Kirsten Johnson es una veterana documentalista que, ante el progresivo deterioro de su padre, decide rodar con él una película. A pesar de que Kirsten le propone a su padre que el tema de la película sea su propia muerte, él acepta. En la trastienda, la muerte de la madre siete años antes como consecuencia de un alzhéimer y el deseo de mantener la memoria de lo importante.
El documental comienza como un juego algo tétrico. La cineasta ensaya las posibles muertes de su padre: unas más cotidianas otras más accidentales, le mete en una tumba, ensaya con él su funeral, entonan los cantos en la iglesia… Todo parece una broma en el límite del gusto hasta que, a medida que avanza el metraje, vamos conociendo la propuesta real del documental, mucho más interesante de lo que se muestra al principio.

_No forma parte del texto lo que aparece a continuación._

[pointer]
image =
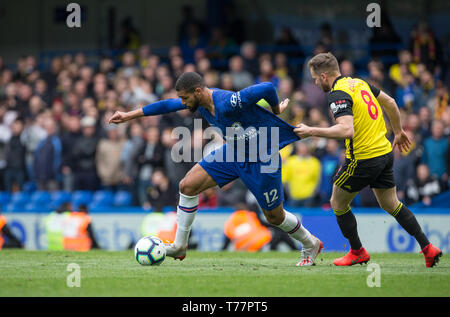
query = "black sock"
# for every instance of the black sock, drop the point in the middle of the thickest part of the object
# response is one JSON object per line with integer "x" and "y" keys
{"x": 347, "y": 223}
{"x": 409, "y": 222}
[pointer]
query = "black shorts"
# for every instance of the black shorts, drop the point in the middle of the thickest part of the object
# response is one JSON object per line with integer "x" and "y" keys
{"x": 376, "y": 172}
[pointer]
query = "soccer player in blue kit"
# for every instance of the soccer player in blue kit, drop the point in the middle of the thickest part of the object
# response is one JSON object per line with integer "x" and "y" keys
{"x": 242, "y": 114}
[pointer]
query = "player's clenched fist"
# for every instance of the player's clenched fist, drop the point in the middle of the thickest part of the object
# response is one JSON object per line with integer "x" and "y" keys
{"x": 118, "y": 117}
{"x": 303, "y": 131}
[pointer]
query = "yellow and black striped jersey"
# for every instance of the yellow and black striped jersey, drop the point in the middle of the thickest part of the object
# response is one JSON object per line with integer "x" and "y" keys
{"x": 353, "y": 96}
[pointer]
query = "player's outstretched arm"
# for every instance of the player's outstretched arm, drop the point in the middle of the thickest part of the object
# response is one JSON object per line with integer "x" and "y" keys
{"x": 119, "y": 116}
{"x": 401, "y": 139}
{"x": 343, "y": 129}
{"x": 156, "y": 108}
{"x": 264, "y": 95}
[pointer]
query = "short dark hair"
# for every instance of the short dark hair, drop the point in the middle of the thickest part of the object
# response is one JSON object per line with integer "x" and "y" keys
{"x": 324, "y": 63}
{"x": 189, "y": 81}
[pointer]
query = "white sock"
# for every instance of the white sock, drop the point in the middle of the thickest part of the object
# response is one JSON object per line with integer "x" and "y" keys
{"x": 186, "y": 211}
{"x": 292, "y": 226}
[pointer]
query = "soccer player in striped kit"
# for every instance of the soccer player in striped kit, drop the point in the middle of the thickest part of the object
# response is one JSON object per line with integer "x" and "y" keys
{"x": 358, "y": 110}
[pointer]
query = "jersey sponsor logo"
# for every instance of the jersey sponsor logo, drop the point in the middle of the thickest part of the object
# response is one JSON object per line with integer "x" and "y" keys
{"x": 235, "y": 100}
{"x": 338, "y": 104}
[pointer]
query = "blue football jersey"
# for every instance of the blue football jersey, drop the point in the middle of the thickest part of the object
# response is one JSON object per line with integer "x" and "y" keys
{"x": 245, "y": 125}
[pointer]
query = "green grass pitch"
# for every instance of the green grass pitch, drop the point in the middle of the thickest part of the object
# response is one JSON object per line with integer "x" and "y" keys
{"x": 217, "y": 274}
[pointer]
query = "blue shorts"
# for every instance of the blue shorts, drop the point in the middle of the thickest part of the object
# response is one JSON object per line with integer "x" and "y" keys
{"x": 261, "y": 178}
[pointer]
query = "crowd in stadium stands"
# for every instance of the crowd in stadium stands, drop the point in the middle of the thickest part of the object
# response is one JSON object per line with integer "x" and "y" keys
{"x": 54, "y": 135}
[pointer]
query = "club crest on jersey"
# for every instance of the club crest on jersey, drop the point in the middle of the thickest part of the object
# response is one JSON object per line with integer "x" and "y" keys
{"x": 236, "y": 125}
{"x": 339, "y": 104}
{"x": 236, "y": 100}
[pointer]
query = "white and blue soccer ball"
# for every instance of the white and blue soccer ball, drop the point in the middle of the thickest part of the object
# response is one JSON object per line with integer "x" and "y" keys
{"x": 150, "y": 251}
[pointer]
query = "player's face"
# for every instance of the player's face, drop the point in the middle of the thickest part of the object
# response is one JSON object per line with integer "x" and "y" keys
{"x": 190, "y": 100}
{"x": 320, "y": 80}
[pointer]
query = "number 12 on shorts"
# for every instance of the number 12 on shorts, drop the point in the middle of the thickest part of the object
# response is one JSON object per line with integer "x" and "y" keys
{"x": 271, "y": 196}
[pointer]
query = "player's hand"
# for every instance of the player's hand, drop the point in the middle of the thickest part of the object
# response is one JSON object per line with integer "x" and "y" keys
{"x": 284, "y": 104}
{"x": 118, "y": 117}
{"x": 303, "y": 131}
{"x": 402, "y": 141}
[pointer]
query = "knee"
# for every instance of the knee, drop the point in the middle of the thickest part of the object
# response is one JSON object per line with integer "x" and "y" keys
{"x": 274, "y": 218}
{"x": 186, "y": 188}
{"x": 390, "y": 207}
{"x": 336, "y": 205}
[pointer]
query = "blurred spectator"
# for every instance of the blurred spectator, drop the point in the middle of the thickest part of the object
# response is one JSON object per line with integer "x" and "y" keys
{"x": 347, "y": 68}
{"x": 15, "y": 172}
{"x": 188, "y": 17}
{"x": 384, "y": 41}
{"x": 301, "y": 176}
{"x": 249, "y": 56}
{"x": 83, "y": 153}
{"x": 441, "y": 104}
{"x": 288, "y": 44}
{"x": 130, "y": 38}
{"x": 281, "y": 67}
{"x": 404, "y": 66}
{"x": 149, "y": 157}
{"x": 240, "y": 77}
{"x": 435, "y": 152}
{"x": 424, "y": 46}
{"x": 424, "y": 186}
{"x": 128, "y": 68}
{"x": 192, "y": 41}
{"x": 109, "y": 165}
{"x": 233, "y": 25}
{"x": 220, "y": 45}
{"x": 48, "y": 158}
{"x": 326, "y": 36}
{"x": 266, "y": 73}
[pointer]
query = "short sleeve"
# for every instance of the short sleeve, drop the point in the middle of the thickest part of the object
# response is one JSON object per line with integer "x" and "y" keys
{"x": 341, "y": 103}
{"x": 375, "y": 90}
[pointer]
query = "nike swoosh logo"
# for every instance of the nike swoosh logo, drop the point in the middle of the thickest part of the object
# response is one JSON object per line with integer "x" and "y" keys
{"x": 356, "y": 261}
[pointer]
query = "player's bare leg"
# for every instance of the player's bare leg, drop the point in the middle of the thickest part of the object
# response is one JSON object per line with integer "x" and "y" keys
{"x": 340, "y": 203}
{"x": 388, "y": 200}
{"x": 194, "y": 182}
{"x": 290, "y": 224}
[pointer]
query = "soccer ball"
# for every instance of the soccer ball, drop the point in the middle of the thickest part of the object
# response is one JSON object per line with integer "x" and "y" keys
{"x": 150, "y": 251}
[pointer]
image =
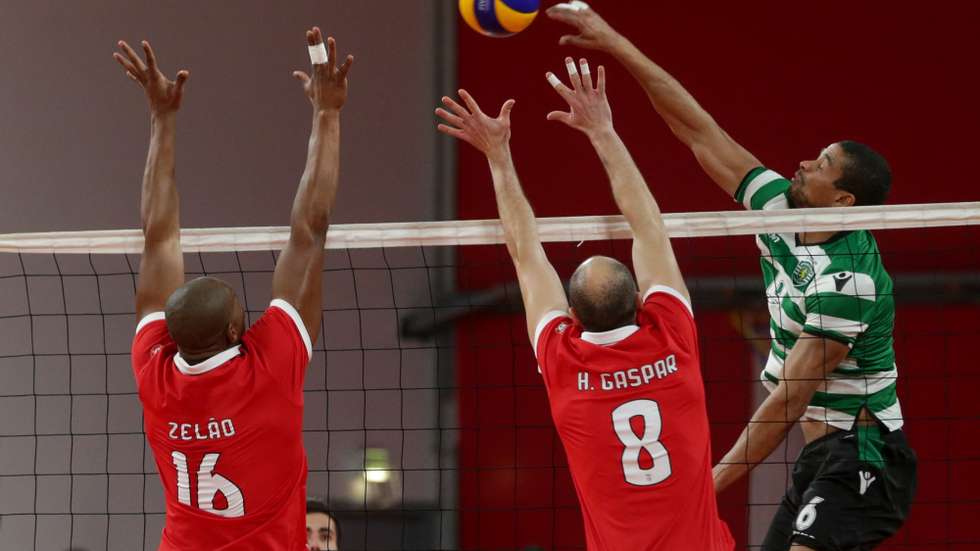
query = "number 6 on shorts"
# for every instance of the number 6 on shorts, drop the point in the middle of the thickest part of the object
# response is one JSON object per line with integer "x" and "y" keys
{"x": 649, "y": 441}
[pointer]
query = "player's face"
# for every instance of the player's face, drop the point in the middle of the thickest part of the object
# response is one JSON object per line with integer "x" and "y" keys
{"x": 813, "y": 183}
{"x": 321, "y": 532}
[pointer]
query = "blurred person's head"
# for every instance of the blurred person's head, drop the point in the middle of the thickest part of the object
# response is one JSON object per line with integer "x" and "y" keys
{"x": 322, "y": 530}
{"x": 603, "y": 295}
{"x": 845, "y": 174}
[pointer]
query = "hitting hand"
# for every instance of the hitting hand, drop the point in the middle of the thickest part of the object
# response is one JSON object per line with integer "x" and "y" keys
{"x": 490, "y": 135}
{"x": 592, "y": 30}
{"x": 326, "y": 85}
{"x": 163, "y": 94}
{"x": 589, "y": 108}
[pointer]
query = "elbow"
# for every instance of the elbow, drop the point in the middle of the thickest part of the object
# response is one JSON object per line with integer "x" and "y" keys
{"x": 796, "y": 405}
{"x": 311, "y": 221}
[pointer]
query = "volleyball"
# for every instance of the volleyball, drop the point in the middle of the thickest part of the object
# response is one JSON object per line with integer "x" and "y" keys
{"x": 499, "y": 18}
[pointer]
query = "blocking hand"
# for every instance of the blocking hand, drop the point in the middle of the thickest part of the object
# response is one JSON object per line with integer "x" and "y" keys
{"x": 326, "y": 85}
{"x": 163, "y": 94}
{"x": 470, "y": 124}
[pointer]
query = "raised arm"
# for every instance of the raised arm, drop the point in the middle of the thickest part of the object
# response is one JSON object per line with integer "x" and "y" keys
{"x": 541, "y": 288}
{"x": 300, "y": 267}
{"x": 653, "y": 256}
{"x": 721, "y": 157}
{"x": 162, "y": 263}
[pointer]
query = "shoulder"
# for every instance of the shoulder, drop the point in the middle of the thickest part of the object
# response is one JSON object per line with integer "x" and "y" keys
{"x": 151, "y": 331}
{"x": 555, "y": 322}
{"x": 668, "y": 296}
{"x": 763, "y": 188}
{"x": 280, "y": 320}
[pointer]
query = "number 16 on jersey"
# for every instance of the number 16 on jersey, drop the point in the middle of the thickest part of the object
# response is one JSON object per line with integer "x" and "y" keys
{"x": 649, "y": 441}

Si todos tenemos que morirnos, si preparamos la boda o pasamos semanas elaborando discursos para un acto de graduación, ¿por qué no preparar también este momento tan definitivo, un momento que sabemos a ciencia cierta que vamos a vivir?
A través de las escenas cotidianas del protagonista, un psiquiatra octogenario de indudable valía humana y buen carácter, descubrimos que, en la antesala de la muerte, lo importante no son los logros profesionales, ni el éxito social, sino los “amores” que hayas conseguido atesorar y, muy en concreto, el amor a la familia. La ternura de la hija con su padre y de los nietos con el abuelo son la clave para entender la aceptación del paso del tiempo, de la falta de fuerzas físicas, de la pérdida de memoria… Todo se recibe con realismo, con cierta nostalgia, pero sin dramatismos, incluso con una cierta alegría. Las creencias religiosas de la familia ayudan claramente a afrontar de esta forma el trance.
En definitiva, un documental algo extraño, quizás minoritario pero muy suculento tanto en el modo de narrar la historia como en su hondo planteamiento antropológico.